The first step in making roasted vegetables is to get out a large casserole dish. I usually use a 15 x 11 shallow oval ceramic pan, but you can use any pan that is oven safe at high temperatures and that is big enough to fit all your vegetables in. I like to grease the pan with a little olive oil to help prevent sticking. Then I preheat the oven to 425 degrees Fahrenheit.
Now I prepare the vegetables. Although endless variations are possible, my base recipe is four sweet potatoes, two red and two green bell peppers, two small or one large onion, two 10 ounce packages of white button mushrooms, and three broccoli crowns. The sweet potatoes get peeled and then cut into one inch cubes. The peppers are similarly diced, and the onions are cut into bite size wedges. The broccoli is cut into bite size florets, and the mushrooms are left whole.
Toss all of the vegetables into the casserole dish and drizzle them well with both olive oil and balsamic vinegar. I use about ½ cup of each. Top it all off with a couple of teaspoons of kosher salt and toss it all together until everything is well blended. Put it in the oven and cook stirring occasionally until the vegetables are fork tender, 30 to 45 minutes.

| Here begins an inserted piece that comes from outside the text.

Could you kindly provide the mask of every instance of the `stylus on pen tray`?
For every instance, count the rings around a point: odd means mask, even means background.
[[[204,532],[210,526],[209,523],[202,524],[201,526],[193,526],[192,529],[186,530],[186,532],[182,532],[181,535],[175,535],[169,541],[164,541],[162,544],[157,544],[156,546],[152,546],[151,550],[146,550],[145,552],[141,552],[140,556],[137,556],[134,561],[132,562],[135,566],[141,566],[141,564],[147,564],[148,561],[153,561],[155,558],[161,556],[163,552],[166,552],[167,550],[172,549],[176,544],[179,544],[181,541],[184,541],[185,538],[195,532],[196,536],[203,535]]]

There are endless variations to this recipe. In the summer, I like to wrap the vegetable mixture in aluminum foil and roast it on the grill. Good summer additions to this are zucchini and yellow summer squash along with your favorite fresh herbs in season. Another variation is to substitute cubed butternut squash for the sweet potatoes and cauliflower for the broccoli. Any of your favorite vegetables can be roasted as long as you keep the size of the pieces similar.
If you want roasted veggies as a side dish, leave the sweet potatoes off altogether and cut the cooking time by 10 to 15 minutes. Sometime I substitute bottled Italian salad dressing for the oil and vinegar. Be sure to check the carb content of the dressing if you go this route! Don't be afraid to experiment to find the combinations that are your family's favorite.
Consider adding roasted vegetables to your dinner rotation for a healthy, satisfying, diabetes friendly dish. A one cup serving of the base recipe equals 1.5 starch exchanges, 1 vegetable exchange, and 1 fat exchange.